What Is the Mechanism That Produces Progress Rather Than Increasing Misery?
How can it be that economic welfare grows over time along with population, instead of humanity’s being reduced to misery and poverty as population grows and we use more and more resources? We need some theory to explain this controversion of common sense.
The process operates as follows: More people and increased income cause problems in the short run—shortages and pollutions. Short-run scarcity raises prices and pollution causes outcries. Those problems present opportunity and prompt the search for solutions. In a free society solutions are eventually found, though many people seek and fail to find solutions at cost to themselves. In the long run the new developments leave us better off than if the problems had not arisen. This theory fits the facts of history.
Technology exists now to produce in virtually inexhaustible quantities just about all the products made by nature—foodstuffs, oil, even pearls and diamonds—and make them cheaper in most cases than the cost of gathering them in their natural state. And the standard of living of commoners is higher today than that of royalty only two centuries ago—especially their health and life expectancy, and their mobility to all parts of the world.

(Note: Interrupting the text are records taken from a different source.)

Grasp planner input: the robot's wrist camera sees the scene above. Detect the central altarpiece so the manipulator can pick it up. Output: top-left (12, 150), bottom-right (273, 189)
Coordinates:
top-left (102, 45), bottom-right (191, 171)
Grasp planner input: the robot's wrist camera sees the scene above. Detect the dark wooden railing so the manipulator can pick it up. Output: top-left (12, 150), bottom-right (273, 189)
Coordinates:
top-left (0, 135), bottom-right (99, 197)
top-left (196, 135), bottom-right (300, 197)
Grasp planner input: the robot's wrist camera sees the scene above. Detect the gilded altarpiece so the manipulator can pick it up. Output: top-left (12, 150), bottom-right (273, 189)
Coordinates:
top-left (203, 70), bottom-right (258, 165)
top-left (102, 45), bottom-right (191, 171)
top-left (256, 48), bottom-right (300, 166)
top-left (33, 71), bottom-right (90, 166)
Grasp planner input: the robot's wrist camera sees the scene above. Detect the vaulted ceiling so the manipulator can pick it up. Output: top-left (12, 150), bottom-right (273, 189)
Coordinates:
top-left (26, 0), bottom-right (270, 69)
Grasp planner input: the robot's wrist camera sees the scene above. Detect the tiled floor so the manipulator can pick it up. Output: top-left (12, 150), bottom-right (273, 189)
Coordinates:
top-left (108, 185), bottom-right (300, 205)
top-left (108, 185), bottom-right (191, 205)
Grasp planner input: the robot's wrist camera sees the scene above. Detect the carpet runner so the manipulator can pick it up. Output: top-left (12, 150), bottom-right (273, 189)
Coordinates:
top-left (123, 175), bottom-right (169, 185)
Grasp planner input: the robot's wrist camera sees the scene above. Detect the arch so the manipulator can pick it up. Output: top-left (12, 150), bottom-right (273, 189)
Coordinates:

The extent to which the political-social-economic system provides personal freedom from government coercion is a crucial element in the economics of resources and population. Skilled persons require an appropriate social and economic framework that provides incentives for working hard and taking risks, enabling their talents to flower and come to fruition. The key elements of such a framework are economic liberty, respect for property, and fair and sensible rules of the market that are enforced equally for all.
We have in our hands now—actually, in our libraries—the technology to feed, clothe, and supply energy to an ever-growing population for the next 7 billion years. Most amazing is that most of this specific body of knowledge was developed within just the past two centuries or so, though it rests, of course, on basic knowledge that had accumulated for millennia.
Indeed, the last necessary additions to this body of technology—nuclear fission and space travel—occurred decades ago. Even if no new knowledge were ever gained after those advances, we would be able to go on increasing our population forever, while improving our standard of living and our control over our environment. The discovery of genetic manipulation certainly enhances our powers greatly, but even without it we could have continued our progress forever. Conclusion
Progress toward a more abundant material life does not come like manna from heaven, however. My message certainly is not one of complacency. The ultimate resource is people—especially skilled, spirited, and hopeful young people endowed with liberty—who will exert their wills and imaginations for their own benefit and inevitably benefit the rest of us as well.